Currently, there is no impactful evidence suggesting an association of survivin splicing variant with tumorigenesis. Few clinical research studies indicated the altered expression of survivin-ΔEx3, survivin-2B, and survivin in gastric cancer, irrespective of clinicopathological parameters like their histological type, grade, or stage. Interestingly, observations like the level of survivin-ΔEx3 is shown to be inversely correlated with apoptotic index and structural resemblance of survivin-ΔEx3 to novel antiapoptotic protein encoded by open reading frame K7 of Kaposi’s sarcoma-associated herpesvirus are suggestive of its putative antiapoptotic role. It is also reported that survivin-2B expression was prominent in benign rather than the malignant benign tumors, whereas survivin-ΔEx3 expression was increased in comparison with survivin-2B expression in leukemia patients. In addition, the unlikely subcellular localization of survivin-ΔEx3 (in nucleus) and survivin-2B (in cytoplasm) also suggests their potential contrast roles in tumor progression and/or tumorigenesis (Li 2005; Li et al. 2005).

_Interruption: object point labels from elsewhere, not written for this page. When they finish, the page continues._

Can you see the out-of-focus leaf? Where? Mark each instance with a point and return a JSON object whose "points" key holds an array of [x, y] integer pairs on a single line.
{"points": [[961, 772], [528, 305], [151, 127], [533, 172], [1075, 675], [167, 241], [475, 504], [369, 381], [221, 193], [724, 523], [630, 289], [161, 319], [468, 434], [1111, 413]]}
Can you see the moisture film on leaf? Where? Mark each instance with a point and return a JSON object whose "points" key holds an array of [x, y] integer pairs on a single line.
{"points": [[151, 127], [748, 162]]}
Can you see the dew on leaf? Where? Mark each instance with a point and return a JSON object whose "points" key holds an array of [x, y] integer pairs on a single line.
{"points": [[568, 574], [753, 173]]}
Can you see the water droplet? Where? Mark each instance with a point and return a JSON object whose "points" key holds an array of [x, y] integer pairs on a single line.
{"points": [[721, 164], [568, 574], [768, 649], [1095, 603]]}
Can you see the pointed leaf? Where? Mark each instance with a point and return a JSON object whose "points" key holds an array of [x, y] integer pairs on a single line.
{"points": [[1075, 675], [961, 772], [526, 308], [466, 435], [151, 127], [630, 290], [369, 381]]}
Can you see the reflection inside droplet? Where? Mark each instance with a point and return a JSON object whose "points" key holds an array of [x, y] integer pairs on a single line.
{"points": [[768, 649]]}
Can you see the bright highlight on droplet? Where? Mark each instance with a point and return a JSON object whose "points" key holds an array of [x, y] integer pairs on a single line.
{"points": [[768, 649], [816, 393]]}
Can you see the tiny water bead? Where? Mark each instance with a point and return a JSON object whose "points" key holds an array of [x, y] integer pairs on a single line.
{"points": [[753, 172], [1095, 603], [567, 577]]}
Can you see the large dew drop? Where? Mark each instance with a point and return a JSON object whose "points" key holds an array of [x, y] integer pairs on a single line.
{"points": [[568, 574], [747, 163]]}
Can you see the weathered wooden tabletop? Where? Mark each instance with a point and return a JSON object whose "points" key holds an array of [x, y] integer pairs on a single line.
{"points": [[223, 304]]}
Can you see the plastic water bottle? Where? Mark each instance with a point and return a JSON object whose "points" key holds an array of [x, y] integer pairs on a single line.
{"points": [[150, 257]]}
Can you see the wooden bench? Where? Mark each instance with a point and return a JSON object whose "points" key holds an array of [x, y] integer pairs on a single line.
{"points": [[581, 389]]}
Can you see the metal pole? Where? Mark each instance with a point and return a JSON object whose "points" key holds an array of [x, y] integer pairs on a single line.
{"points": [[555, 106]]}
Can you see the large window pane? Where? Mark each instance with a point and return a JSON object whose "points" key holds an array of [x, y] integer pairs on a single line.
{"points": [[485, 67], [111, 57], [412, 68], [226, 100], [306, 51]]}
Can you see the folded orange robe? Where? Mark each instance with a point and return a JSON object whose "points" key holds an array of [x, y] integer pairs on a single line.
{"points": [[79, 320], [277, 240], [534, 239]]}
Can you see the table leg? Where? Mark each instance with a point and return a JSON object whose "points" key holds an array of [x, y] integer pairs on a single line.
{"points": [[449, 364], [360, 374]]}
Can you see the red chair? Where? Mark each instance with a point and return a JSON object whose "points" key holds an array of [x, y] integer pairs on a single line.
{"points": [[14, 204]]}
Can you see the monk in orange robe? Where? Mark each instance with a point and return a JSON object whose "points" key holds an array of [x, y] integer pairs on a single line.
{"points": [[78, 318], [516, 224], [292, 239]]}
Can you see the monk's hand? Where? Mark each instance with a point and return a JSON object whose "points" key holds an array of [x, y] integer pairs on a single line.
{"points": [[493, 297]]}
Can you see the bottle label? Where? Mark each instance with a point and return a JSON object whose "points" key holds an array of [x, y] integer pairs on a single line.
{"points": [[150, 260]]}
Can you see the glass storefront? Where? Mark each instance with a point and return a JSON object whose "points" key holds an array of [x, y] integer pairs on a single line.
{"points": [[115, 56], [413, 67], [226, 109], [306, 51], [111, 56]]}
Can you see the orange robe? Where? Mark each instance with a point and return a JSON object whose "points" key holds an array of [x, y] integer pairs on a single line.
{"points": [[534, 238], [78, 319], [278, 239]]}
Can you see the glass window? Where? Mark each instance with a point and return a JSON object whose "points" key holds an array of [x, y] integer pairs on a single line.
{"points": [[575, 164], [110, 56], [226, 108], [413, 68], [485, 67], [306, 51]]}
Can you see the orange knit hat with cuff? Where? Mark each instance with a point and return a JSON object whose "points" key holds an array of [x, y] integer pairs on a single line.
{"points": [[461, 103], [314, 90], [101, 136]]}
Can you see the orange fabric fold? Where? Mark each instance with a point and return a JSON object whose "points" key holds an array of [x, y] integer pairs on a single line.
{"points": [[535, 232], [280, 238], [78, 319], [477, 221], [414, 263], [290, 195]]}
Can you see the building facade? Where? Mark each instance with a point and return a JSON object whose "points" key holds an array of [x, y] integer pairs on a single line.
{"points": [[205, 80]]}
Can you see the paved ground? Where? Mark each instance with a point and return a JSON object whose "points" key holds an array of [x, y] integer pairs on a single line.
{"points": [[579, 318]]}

Since its discovery, various in vitro and in vivo studies suggested the diverse role of survivin in physiological and pathological conditions as an antiapoptotic molecule, regulator of mitosis/cytokinesis, and angiogenesis promoter. Furthermore, mounting evidences like involvement of survivin in multiple proliferation signaling pathways and clinical correlation with tumor progression, therapeutic resistance, and poor prognosis open the opportunity for development of suitable individualized therapeutic strategies like immunotherapy Ad gene therapy targeting survivin with more efficiency and specificity for tumor cells, but minimal cytotoxicity against healthy cells.